- Origin: New York City, New York, United States
- Genres: Funk, disco
- Years active: 1980–1982
- Past members: Darryl Gibbs; Howie Young; Milton Brown; Robert Rodriguez; Ruben Faison; Robert Gilliom; Willie Slaughter;

= The Strikers (funk band) =

1980s funk/disco band

The Strikers were a 1980s funk/disco band from New York City. They had greatest success with two 1981 singles "Body Music" (#4 on the
US dance chart) and "Inch by Inch" (#15). In The Boston Phoenix, critic Mike Freedberg opined that on their album The Strikers, "the band expands upon what could called 'street jazz' and proves ... that it knows exactly what taboos it is taming, what comparisons its songs make between the curses of the past and the realities of Manhattan."

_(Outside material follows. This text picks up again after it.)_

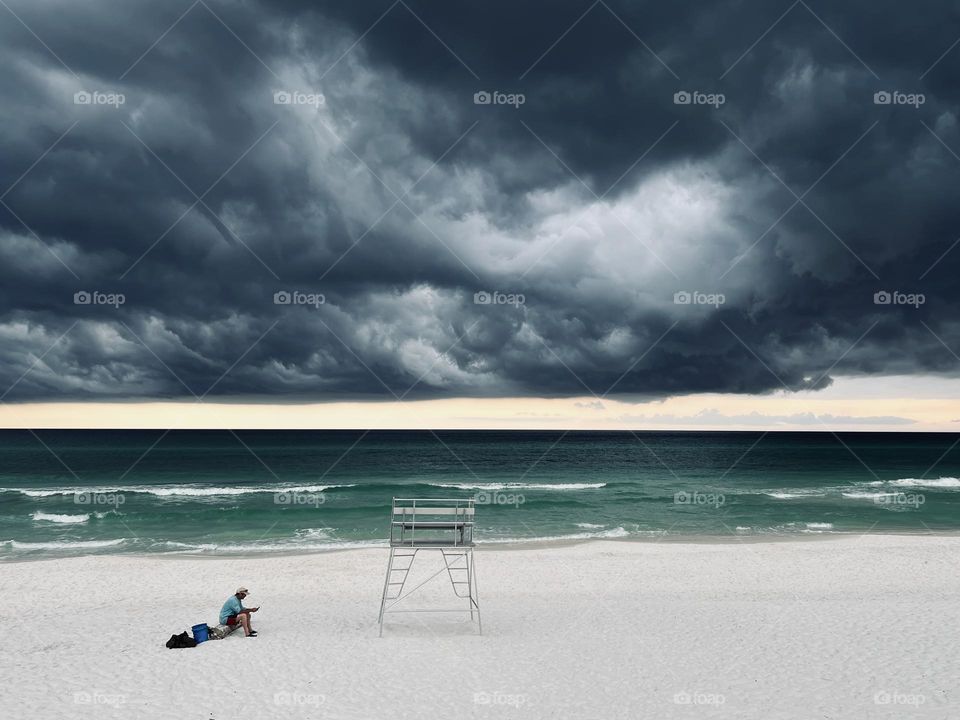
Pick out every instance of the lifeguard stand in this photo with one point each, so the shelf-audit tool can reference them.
(437, 524)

Members included Darryl Gibbs, Howie Young, Milton Brown (later of Warp 9), Robert Rodriguez, Ruben Faison, Robert Gilliom, and Willie Slaughter.

==Discography==
===Studio album===
- The Strikers (Prelude, 1981)

===Compilation album===
- 12" Mixes (Unidisc, 1991)

===Singles===

Year: Title; Peak chart positions
US: US Dance; US R&B; UK
1981: "Body Music"; 101; 4; 23; 45
"Inch by Inch": ―; 15; 58; ―
"Strike It Up" / "Bring Out the Devil": ―; ―; ―; ―
1982: "Contagious"; ―; ―; ―; ―
"—" denotes releases that did not chart or were not released in that territory.